LTD, or a Private Ltd Company, is owned by shareholders, but managed by directors. However, in a Limited Liability Partnership (LLP), owners or shareholders are the members or sole investors of the business.
Both types of concepts have one thing in common – limited liability. It refers to the notion that the shareholders will not be held personally liable for the debts owed by the company or business. Therefore in case of liquidity, only company held assets will be paid out to the creditors.
Shares cannot be offered to the public by a private limited company. However, they can be traded among the shareholders or the members. In a partnership, the concept of shares does not exist, with partners simply investing their own money for growth or expansion.
The incorporation of a private limited company is a little more complex when compared to a partnership.
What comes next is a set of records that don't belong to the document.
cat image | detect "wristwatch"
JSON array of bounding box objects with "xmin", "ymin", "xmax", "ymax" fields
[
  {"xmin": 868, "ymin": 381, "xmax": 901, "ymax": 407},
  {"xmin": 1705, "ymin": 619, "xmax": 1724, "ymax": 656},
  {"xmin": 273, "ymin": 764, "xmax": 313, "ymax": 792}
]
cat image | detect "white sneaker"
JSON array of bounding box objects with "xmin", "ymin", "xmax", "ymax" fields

While partnerships have existed for a long time, Ltd companies are growing day by day as they have the ability to pursue bigger financial activities due to several money generating avenues.
There are tax advantages for the members, given that dividends are taxed at a lower rate. However, partners will pay tax on the amount they have invested and the profits generated from the business.
It is difficult to raise capital or obtain credit in a partnership when compared to a private limited company. However, there is greater privacy in a LLP as Ltd companies will need to report their activities to the general public.
This nonetheless, leads to greater internal conflicts when one incorporates as an LLP. Any negligence shown by one partner could easily dampen the success of the business. However, for an LTD company, there is greater transparency, with all the decisions taken in a proper manner. Ltd will further exist even if the shareholders retire or die but running an LLP can be difficult if a partner decides to leave.